Gravi implicazioni per l’intera regione e il mondo, avvertono gli esperti. Infrastrutture sanitarie distrutte, carenza di medicinali, risorse limitate, contaminazione da metalli pesanti, scarsa igiene, le cause.

 

 

Decenni di guerre e conflitti in Iraq hanno portato a un aumento “catastrofico” della resistenza agli antibiotici nel paese, con gravi implicazioni per l’intera regione e il mondo, avvertono gli esperti internazionali sulla rivista open access BMJ Global Health.

La combinazione di infrastrutture sanitarie distrutte, carenza di medicinali, risorse limitate, alti livelli di contaminazione da metalli pesanti e scarsa igiene sono probabilmente le cause, sostengono.

La resistenza agli antibiotici, o AMR in breve, sta aumentando a livello globale a un ritmo allarmante e si prevede che causerà 10 milioni di morti all’anno entro il 2050, se non si interviene al riguardo, sottolineano gli autori.

In gran parte attribuito all’uso eccessivo e all’abuso di antibiotici, l’attenzione si sta ora rivolgendo ad altri fattori, come i metalli pesanti e i disinfettanti contenenti composti di ammonio quaternario (QAC), che sono ampiamente utilizzati nei settori sanitario e dell’ospitalità.

La guerra è stata implicata nell’emergere della resistenza antimicrobica fin dal 1940, ma ha ricevuto poca attenzione, dicono gli autori.

L’Iraq è un esempio lampante di questa negligenza, poiché il paese ha vissuto una sequenza di conflitti dal 1980 che hanno coinciso con l’emergere e la diffusione di agenti patogeni con specifici modelli di resistenza agli antibiotici, evidenziano.
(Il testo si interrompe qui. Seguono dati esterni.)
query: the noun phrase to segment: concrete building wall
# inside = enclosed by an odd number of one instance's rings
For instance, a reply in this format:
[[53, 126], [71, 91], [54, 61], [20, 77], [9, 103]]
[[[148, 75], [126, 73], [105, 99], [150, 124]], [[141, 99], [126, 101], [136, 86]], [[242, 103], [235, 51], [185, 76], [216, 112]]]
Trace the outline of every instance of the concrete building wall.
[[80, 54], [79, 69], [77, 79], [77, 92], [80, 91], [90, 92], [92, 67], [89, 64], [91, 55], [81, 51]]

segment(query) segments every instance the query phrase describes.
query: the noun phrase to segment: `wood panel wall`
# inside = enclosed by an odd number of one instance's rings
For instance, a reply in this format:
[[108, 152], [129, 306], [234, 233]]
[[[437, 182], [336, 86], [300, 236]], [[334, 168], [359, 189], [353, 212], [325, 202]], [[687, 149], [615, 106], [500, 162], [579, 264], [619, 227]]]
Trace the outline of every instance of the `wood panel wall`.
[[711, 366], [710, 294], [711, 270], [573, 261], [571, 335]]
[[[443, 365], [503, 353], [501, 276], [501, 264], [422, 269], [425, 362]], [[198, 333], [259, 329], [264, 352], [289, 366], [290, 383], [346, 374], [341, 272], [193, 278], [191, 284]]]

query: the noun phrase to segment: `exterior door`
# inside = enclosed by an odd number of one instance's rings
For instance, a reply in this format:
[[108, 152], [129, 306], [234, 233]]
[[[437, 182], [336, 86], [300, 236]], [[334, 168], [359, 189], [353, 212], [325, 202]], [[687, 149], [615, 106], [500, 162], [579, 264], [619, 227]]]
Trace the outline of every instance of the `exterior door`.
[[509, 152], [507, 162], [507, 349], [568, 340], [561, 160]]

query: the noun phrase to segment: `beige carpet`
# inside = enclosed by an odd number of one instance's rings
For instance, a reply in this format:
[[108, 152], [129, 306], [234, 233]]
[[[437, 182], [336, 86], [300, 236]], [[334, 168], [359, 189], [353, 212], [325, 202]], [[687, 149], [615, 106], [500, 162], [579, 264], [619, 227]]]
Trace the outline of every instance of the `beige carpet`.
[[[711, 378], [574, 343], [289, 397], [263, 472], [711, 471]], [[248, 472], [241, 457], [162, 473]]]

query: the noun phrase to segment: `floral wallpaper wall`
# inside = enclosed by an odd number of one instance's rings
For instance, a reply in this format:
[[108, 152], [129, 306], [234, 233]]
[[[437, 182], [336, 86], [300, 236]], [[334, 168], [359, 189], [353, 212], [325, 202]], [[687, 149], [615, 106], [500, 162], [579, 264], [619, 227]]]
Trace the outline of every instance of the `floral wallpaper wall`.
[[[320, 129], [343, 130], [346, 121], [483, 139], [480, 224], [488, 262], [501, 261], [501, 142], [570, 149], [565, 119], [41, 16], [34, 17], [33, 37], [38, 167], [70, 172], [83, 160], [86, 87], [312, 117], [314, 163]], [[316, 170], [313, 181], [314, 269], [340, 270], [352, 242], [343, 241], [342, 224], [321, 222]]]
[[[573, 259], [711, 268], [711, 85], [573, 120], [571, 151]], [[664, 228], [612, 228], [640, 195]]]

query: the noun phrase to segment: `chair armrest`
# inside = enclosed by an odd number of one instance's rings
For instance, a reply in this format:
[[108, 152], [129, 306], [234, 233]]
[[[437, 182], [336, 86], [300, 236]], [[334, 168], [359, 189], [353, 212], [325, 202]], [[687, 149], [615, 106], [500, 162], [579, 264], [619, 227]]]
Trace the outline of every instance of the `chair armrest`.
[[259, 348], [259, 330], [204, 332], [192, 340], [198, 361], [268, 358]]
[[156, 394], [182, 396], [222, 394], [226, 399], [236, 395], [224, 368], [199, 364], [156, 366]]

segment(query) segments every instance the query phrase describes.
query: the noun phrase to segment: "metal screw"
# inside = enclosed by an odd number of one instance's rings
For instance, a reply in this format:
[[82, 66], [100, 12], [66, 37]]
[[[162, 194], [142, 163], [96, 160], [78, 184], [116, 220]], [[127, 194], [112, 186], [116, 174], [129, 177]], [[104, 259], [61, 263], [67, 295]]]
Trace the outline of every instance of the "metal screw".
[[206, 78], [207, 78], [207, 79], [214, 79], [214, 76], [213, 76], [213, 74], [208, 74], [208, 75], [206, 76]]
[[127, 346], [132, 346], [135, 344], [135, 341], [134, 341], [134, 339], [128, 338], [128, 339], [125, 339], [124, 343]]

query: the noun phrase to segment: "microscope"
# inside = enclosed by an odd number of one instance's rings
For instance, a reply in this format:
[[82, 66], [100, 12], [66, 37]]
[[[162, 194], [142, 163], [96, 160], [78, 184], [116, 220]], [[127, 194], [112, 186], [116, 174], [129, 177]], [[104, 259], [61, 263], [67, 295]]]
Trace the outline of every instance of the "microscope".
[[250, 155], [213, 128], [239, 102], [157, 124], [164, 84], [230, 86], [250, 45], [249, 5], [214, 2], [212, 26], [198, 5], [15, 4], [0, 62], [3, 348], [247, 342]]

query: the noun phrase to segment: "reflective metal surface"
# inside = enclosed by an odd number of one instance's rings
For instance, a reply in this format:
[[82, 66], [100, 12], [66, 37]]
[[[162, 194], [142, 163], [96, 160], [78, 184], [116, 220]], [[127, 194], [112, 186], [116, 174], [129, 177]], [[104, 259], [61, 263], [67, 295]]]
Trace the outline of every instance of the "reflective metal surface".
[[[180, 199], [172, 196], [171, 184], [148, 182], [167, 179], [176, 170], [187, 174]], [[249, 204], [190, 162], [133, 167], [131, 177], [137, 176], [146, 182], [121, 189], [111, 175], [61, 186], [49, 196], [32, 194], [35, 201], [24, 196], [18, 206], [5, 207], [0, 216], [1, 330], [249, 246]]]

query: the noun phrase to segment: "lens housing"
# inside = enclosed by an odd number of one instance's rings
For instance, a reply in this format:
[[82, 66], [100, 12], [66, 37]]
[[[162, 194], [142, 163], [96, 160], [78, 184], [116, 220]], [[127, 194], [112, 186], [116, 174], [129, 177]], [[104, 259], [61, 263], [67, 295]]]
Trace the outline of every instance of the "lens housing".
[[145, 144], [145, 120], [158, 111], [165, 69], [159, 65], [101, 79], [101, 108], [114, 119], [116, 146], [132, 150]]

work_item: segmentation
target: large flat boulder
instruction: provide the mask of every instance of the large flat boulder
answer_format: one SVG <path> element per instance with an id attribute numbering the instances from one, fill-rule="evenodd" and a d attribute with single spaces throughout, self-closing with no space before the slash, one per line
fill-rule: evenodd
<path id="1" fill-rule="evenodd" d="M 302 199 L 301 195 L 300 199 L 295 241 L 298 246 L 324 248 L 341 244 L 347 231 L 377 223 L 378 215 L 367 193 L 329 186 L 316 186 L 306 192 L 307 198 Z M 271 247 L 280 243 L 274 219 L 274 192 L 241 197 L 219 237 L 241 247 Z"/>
Questi conflitti includono la guerra Iran-Iraq (1980-88); la prima guerra del Golfo nel 1991; Sanzioni economiche delle Nazioni Unite a seguito dell’invasione irachena del Kuwait (1990-2003); l’invasione e l’occupazione degli Stati Uniti (2003-11), compreso un periodo di violenza militarizzata (2005-07); e conflitti di stato iracheni con ISIS (Stato islamico dell’Iraq e della Siria) nel 2014-17.

“I conflitti contemporanei, combattuti in paesaggi urbani e industrializzati, fanno pressione sui microbi con ambienti selettivi che contengono combinazioni e concentrazioni uniche di metalli pesanti tossici e antibiotici, fornendo contemporaneamente nicchie e percorsi di diffusione per i patogeni microbici”, scrivono gli autori.

“Questi possono includere l’elevato numero di feriti, la natura delle ferite, lo sfollamento dei rifugiati, il collasso dei controlli igienico-sanitari, la perdita di diagnostica e personale sanitario qualificato, lo smantellamento delle infrastrutture sanitarie e il posizionamento di ospedali da campo spesso con risorse insufficienti e improvvisati in cui sia i combattenti feriti che i civili sono esposti a patogeni dannosi con cure e risorse limitate per riprendersi correttamente”.

Tali risultati si sono verificati in Iraq, dicono gli autori.

I metalli pesanti utilizzati nelle armi persistono nell’ambiente, con esplosivi che ospitano enormi quantità di piombo e mercurio.

Cromo, rame, piombo nichel e zinco sono usati per rivestire proiettili, missili, canne di fucili e veicoli militari, mentre antimonio, bario e boro sono composti di innesco delle armi.

E molte specie batteriche hanno dimostrato di aver sviluppato resistenza per combattere la tossicità dei metalli pesanti.

“Nel loro insieme, un’infrastruttura sanitaria distrutta, terapie microbiche inappropriate, risorse limitate, elevata contaminazione da metalli pesanti negli esseri umani e nell’ambiente e mancanza di [acqua, servizi igienico-sanitari e igiene adeguati, combinati, probabilmente svolgono un ruolo strumentale nella catastrofica ascesa della resistenza antimicrobica in Iraq e, per estensione, a livello regionale e globale”, scrivono gli autori.

La ricerca è urgentemente necessaria per comprendere i ruoli diretti e indiretti dei conflitti armati sull’aumento della resistenza antimicrobica se devono essere fermati e milioni di morti inutili prevenute, insistono.

“Comprendere questi legami tra AMR e conflitto, soprattutto nel tempo, è essenziale per una risposta globale alla resistenza antimicrobica, soprattutto perché ci sono poche indicazioni che il conflitto, in tutto il mondo, diminuirà negli anni a venire”.